The next step could possibly be to run
restic -r rest:http://localhost:8080/ -v restore latest --target /new_location --host nas
where http://localhost:8080/
is served by rclone
. That would eventually eliminate all silent data corruption, but, in my expeience, that also leads to restic rewriting files without any data corruption.

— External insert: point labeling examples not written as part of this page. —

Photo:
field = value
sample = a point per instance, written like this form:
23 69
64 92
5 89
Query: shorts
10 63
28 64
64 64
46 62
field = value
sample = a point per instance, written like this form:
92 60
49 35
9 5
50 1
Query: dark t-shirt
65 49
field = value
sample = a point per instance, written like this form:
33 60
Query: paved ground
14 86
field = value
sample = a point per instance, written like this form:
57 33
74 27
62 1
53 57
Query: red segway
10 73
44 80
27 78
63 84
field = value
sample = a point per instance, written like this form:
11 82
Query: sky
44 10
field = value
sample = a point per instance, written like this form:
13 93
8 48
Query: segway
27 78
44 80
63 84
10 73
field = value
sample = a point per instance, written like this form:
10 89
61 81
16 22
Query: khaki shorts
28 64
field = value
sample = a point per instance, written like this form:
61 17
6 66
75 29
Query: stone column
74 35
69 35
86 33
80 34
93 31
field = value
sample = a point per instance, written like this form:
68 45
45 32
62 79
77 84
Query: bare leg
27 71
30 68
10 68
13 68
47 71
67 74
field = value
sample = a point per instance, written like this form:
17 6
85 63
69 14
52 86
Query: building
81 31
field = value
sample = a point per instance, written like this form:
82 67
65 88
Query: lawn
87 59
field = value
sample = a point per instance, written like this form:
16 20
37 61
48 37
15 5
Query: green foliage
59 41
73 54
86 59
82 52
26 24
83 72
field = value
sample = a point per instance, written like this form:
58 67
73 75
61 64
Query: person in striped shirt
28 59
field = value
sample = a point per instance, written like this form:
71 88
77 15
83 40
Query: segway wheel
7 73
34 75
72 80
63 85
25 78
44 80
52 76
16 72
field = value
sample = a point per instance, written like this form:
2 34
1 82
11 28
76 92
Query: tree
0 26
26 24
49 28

Therefore, this is almost equivalent to restoring into an empty location with the respective time penalty.
A more advanced approach
restic-provided metadata
restic provides a list of files in a repository by running
restic -r rest:http://localhost:8080/ ls latest
which can also be accessed in a JSON-format with --json
key:
restic -r rest:http://localhost:8080/ ls --json latest
with a sample output being:
{
"name": "weather.png",
"type": "file",
"path": "/home/alexandr/temp/weather.png",
"uid": 1000,
"gid": 1000,
"size": 32396,
"mode": 436,
"permissions": "-rw-rw-r--",
"mtime": "2020-04-07T18:03:41.786871542-04:00",
"atime": "2020-04-07T18:03:41.786871542-04:00",
"ctime": "2021-08-16T00:12:30.711094917-04:00",
"struct_type": "node"
}
Unfortunately, there is no hash information provided, and, what’s even worse, restic does not store hash information for larger files. This manual provides a good explanation of restic’s internal data storage structure.
One can explore repository objects directly and find that files are represented by nodes that refer to files’ binary data via ordered lists of SHA-256 hashes. That brings us half-way there, as large files are split into multiple blobs. Therefore, we need to find out the lengths of those blobs. This information is available in the repo’s index files.

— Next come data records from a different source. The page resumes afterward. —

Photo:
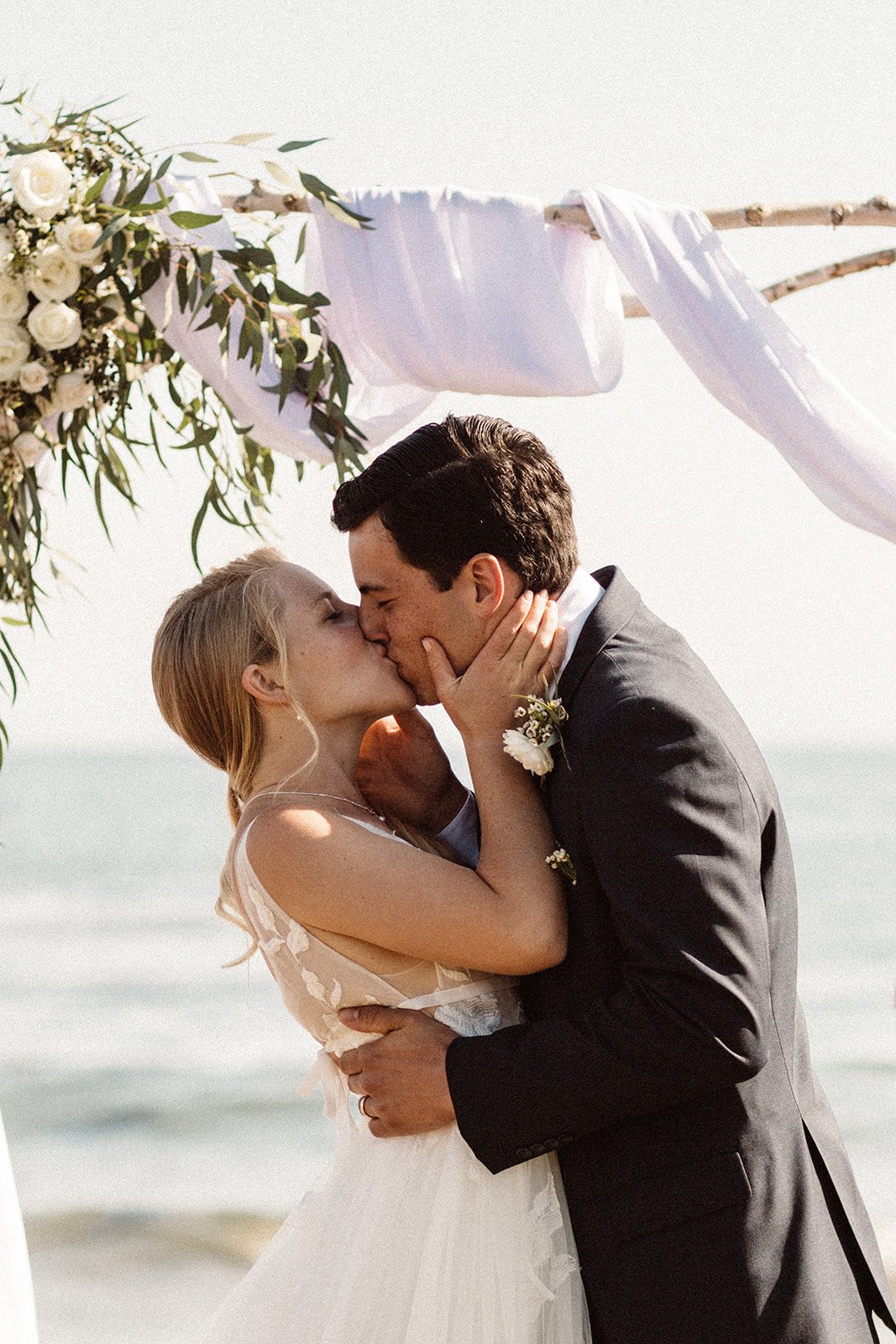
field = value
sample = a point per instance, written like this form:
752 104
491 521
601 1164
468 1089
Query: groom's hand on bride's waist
401 1075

This github issue describes how to obtain lengths of those blobs. I compiled a modified version of restic that prints chunks’ hashes and sized in the JSON-output of ls
command. The output now looks like:
{
"name": "weather.png",
"type": "file",
"path": "/home/alexandr/temp/weather.png",
"uid": 1000,
"gid": 1000,
"size": 32396,
"mode": 436,
"permissions": "-rw-rw-r--",
"mtime": "2020-04-07T18:03:41.786871542-04:00",
"atime": "2020-04-07T18:03:41.786871542-04:00",
"ctime": "2021-08-16T00:12:30.711094917-04:00",
"content": [
"844c1c113aea5e0096f6803e14f2493222a3a16975e8e1e4cb5ebc51b5b02fd0"
],
"contentsize": [
32428
],
"struct_type": "node"
}
A python tool to compare chunk-hashes
The next step is to generate the list of all files in a snapshot in JSON-format with their hashes and block sizes:
restic -r rest:http://localhost:8080/ ls --json latest > snapshot.json
I created restic-hashdiff tool that processes this list and prints out all files that have a different size or a hash mismatch. The usage is the following:
python3 -m restic_hashdiff snapshot.json
Outcome
After about 16 hours of reading and comparing data, the resulting list of files with silent data corruption contained way less than 1% of total number of files in the snapshot. This greatly reduced the restore time from weeks to less than a day.